Dimon en 2006 créa cette immense protection stratégique pour précisément prévenir la prochaine crise de trading pour le groupe. Ce n’est pas du tout une coïncidence si dès 2006, en pleine euphorie sur les dérivés de crédit, Dimon choisit en personne de se focaliser sur les tranches synthétiques, sur le subprime, sur les notations AAA et sur les risques dits de « base » ou risques de « skew » [P.J. : liée à une erreur dans le modèle de Black & Scholes de pricing des options dont nous savons aujourd’hui qu’elle était délibérée de la part de ses auteurs pour éviter de remettre en question l’hypothèse des marchés efficients *].
Tels étaient les centres de concentration de risque dans le portefeuille de protection géré au CIO et dont le trader avéré était Javier Martin-Artajo pour la haute direction de JP Morgan.
Oui, ce portefeuille de dérivés de crédit toxiques avant l’heure protégeait la banque à coup sûr mais pesait à lui seul 40% de toute l’exposition de la banque sur les marchés financiers. Ce portefeuille là n’avait aucune limite qui lui était affectée. Les limites du CIO seraient ajustées à la volée au besoin entre 2006 et 2012 pour ne pas freiner le déploiement et l’ajustement de l’énorme portefeuille de tranches.
L’image colportée en interne était celle d’un éléphant dans une bijouterie. Le phénomène laissa d’ailleurs les membres de la sous-commission d’enquête du Sénat américain plus que perplexes en mars 2013. Ils dénombrèrent pas moins de 330 dépassements de limites massifs au CIO directement associés à l’évolution de l’énorme portefeuille de tranches. Non seulement ces dépassements ne furent pas corrigés, mais pire, ce furent les limites du CIO qui furent ajustées pour que l’énorme portefeuille devienne plus gros encore ! Mais ce qui sans doute les stupéfia le plus c’est que les quelques 100 régulateurs, assis dans les propres locaux du siège de JP Morgan, qui reçurent en temps et heures les rapports de dépassement ainsi que leur cause, et qui ne firent strictement rien pour arrêter cela.
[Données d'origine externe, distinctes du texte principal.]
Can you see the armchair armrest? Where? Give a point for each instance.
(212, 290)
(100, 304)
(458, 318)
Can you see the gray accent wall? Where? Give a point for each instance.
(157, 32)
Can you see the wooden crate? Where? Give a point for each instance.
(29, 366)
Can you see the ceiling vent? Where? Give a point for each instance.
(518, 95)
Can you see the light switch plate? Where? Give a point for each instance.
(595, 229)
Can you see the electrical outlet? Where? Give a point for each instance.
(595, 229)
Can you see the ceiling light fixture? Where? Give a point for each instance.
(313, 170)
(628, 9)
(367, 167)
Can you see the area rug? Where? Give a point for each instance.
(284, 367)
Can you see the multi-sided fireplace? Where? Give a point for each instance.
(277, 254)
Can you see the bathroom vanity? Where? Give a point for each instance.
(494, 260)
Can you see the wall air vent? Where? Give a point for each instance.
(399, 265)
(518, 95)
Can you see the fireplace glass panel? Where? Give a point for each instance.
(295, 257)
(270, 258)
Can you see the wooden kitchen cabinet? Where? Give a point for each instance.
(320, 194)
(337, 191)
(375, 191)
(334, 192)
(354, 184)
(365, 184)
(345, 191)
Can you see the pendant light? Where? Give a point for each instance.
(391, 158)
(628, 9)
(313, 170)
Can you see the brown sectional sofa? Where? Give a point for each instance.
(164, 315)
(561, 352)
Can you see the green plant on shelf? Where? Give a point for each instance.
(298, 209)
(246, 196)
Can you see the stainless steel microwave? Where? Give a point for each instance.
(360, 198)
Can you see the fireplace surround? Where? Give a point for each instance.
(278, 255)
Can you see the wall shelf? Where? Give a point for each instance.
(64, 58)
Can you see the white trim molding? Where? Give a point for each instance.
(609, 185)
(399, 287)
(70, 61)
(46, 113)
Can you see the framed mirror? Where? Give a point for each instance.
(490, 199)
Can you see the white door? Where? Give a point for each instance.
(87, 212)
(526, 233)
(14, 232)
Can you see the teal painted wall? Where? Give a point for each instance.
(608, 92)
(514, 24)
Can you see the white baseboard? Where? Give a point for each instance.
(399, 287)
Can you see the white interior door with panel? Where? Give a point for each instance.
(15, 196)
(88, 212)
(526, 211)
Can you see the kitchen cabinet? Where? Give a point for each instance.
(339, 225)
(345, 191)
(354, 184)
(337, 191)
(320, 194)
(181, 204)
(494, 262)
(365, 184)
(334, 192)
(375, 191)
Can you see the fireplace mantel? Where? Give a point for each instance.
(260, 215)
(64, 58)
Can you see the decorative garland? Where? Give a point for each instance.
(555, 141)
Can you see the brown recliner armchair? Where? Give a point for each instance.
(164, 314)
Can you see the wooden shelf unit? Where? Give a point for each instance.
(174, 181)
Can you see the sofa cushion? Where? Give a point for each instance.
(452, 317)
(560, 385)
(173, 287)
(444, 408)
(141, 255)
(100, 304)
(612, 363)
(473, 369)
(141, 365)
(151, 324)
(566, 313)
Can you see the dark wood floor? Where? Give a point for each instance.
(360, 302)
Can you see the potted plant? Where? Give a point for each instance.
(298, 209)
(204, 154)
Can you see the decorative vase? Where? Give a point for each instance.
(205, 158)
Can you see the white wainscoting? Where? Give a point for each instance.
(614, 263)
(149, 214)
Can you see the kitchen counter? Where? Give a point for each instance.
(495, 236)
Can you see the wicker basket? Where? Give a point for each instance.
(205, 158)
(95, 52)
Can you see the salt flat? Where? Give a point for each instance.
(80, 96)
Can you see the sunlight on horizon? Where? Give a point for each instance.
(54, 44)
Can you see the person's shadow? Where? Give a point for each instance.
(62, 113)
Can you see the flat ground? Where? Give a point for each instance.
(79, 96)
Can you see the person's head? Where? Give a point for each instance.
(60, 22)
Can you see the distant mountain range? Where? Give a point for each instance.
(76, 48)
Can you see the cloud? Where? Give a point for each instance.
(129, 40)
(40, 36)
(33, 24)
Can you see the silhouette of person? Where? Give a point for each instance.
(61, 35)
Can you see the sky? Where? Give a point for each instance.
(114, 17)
Ils avaient une raison rationnelle bien sûr dont ils parlèrent avec la haute direction de JP Morgan en décembre 2011, puis en janvier 2012, puis en février 2012 avec une attention toute spécifique sur la règle Volcker.
Ils en parlèrent encore au début mars 2012, au sujet des réserves de liquidité, à la mi-mars encore au sujet du plan de rachat d’actions de Dimon, et à la fin mars 2012 encore au sujet des pertes du portefeuille de tranche du CIO et de son annihilation planifiée. Bref, il n’y avait pas d’autre « trader » sur cet énorme portefeuille stratégique sans limite que la haute direction de JP Morgan elle-même.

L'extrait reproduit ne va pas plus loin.